For some, the shift is one of pace and intensity. “YC compresses months of growth into weeks,” said Aman Mishra, Co-founder & CEO at Unsiloed AI. “The real magic is momentum — you leave with a completely new sense of how fast ‘fast’ can be.” Others point to the ruthless clarity the environment demands. As Jun Kim described it, “The environment forces clarity through competition. Everything moves faster, focus gets sharper, and suddenly everything you do is leveraged 10x.”

That clarity often comes from talking to users nonstop — a foundational YC principle that reshaped entire product roadmaps. Connor Waslo, Co-founder of Caddy, shared how his team entered the batch thinking they were solving sales training, only to discover a deeper universal truth after hundreds of conversations: “People just want to get work done faster.” YC didn’t just validate their idea — it revealed the real problem worth solving.

For other founders, focus itself became the superpower. Yolanda Cao, Co-founder of Everest, described her defining lesson in one word: “Focus.” She added, “YC forces focus on what drives our main KPI, and nothing else.” That discipline is often what separates startups that survive from those that scale.

But the impact goes beyond speed — it changes a founder’s ambition thermostat. Karim (Wen) Rahme, Founder & CEO of Metorial, puts it simply: “You are the average of the five people you spend the most time with. At YC, those five are the most ambitious founders you’ll ever meet.” That immersion creates a new normal where bold ideas feel expected, not exceptional.

Vivek Nair, Co-Founder & CEO of Multifactor, turned down substantial VC offers to join YC instead — a decision he is “extremely glad” they made. As he explains, “YC has exceeded our wildest expectations in many aspects, with distribution being the most notable advantage.”

Janak Sunil, Co-Founder and CEO of Bear, captured the mindset shift shared across the batch: “At the beginning of the batch, we used to think practically and cautiously; now, we think nothing but big.”

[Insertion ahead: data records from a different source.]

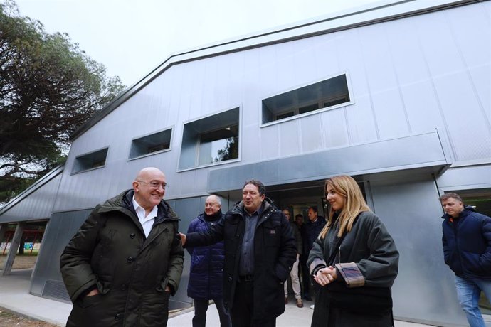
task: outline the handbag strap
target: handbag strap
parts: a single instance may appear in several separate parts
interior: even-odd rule
[[[354,224],[357,223],[357,220],[358,220],[358,217],[359,217],[360,214],[361,213],[359,213],[358,215],[357,215],[357,217],[354,218],[354,220],[353,220],[353,225],[352,226],[354,226]],[[334,250],[332,252],[331,255],[329,257],[329,259],[327,259],[327,267],[329,266],[332,266],[332,264],[334,263],[334,259],[336,259],[336,254],[337,253],[337,250],[339,250],[339,247],[341,247],[341,243],[342,243],[343,240],[344,240],[344,237],[347,234],[347,232],[344,232],[342,235],[341,235],[341,237],[339,237],[339,240],[338,240],[337,243],[336,243],[336,246],[334,247]]]
[[[339,240],[337,241],[337,243],[336,243],[336,246],[334,247],[334,250],[332,252],[331,255],[329,257],[329,259],[327,260],[327,267],[332,266],[333,263],[334,263],[334,259],[336,259],[336,253],[337,253],[337,250],[339,249],[339,247],[341,247],[341,243],[342,243],[343,240],[344,240],[344,237],[346,236],[347,232],[344,232],[342,235],[341,235],[341,237],[339,237]]]

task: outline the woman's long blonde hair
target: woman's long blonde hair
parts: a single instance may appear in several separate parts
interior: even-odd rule
[[[324,184],[324,191],[326,197],[327,195],[327,186],[331,186],[338,194],[344,198],[344,206],[341,209],[337,218],[337,224],[339,225],[339,231],[337,233],[338,237],[344,233],[345,231],[350,232],[353,227],[353,223],[359,213],[363,211],[369,211],[365,199],[363,198],[361,190],[352,177],[342,175],[331,177],[326,179]],[[334,215],[332,208],[329,211],[329,219],[327,223],[324,227],[319,235],[319,237],[324,238],[327,234],[329,229],[332,227],[332,221]]]

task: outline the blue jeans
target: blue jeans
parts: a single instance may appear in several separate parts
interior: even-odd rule
[[[231,327],[232,323],[228,314],[228,310],[223,305],[223,299],[213,299],[216,310],[220,317],[221,327]],[[193,317],[193,327],[205,327],[206,325],[206,311],[209,301],[200,299],[194,299],[194,316]]]
[[[457,297],[462,309],[465,312],[470,327],[485,327],[481,311],[479,309],[479,297],[481,291],[487,301],[491,301],[491,280],[463,278],[455,276]]]

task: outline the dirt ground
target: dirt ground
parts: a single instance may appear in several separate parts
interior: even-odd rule
[[[0,252],[1,254],[1,252]],[[0,255],[0,267],[3,267],[6,257],[6,255]],[[37,257],[36,255],[16,255],[14,260],[12,269],[33,268]],[[0,326],[1,327],[55,327],[56,326],[44,321],[23,317],[0,308]]]
[[[32,320],[0,309],[0,326],[2,327],[56,327],[56,325]]]
[[[0,269],[4,267],[4,262],[7,259],[6,254],[1,255],[1,252],[0,252]],[[29,255],[28,254],[19,255],[16,255],[16,258],[14,259],[14,265],[12,266],[13,269],[23,269],[26,268],[33,268],[36,264],[36,259],[38,258],[37,255]],[[3,325],[0,325],[3,326]]]

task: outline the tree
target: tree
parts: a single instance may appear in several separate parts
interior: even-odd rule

Others found that YC stripped away distractions entirely. As Sai Gurrapu and Aayush Naik, co-founders of Hypercubic, explained: “YC helps you form clarity. It strips away the noise of building a startup and forces you to focus on building something people desperately need.” For him, the biggest benefit wasn’t tactical advice — it was the mental shift: “Move and fail fast, talk to users, build the inevitable.” Surrounded by founders reinventing every corner of the world, “the optimism for the future is electric,” he added.

In the end, the YC effect is not just about building faster. It’s about thinking bigger, moving with conviction, and surrounding yourself with people who push the frontier forward — every single week.

The Takeaway

The Fall 2025 batch marks a turning point for YC — and perhaps for the startup world. These founders aren’t just building apps; they’re building infrastructure for the AI economy. From unstructured data to humanoid intelligence, the next decade’s backbone is being written now.

These founders are proving that innovation isn’t about hype cycles — it’s about execution, speed, and relentless ambition. And if this batch is any indicator, the next generation of billion-dollar companies won’t just use AI — they’ll define it.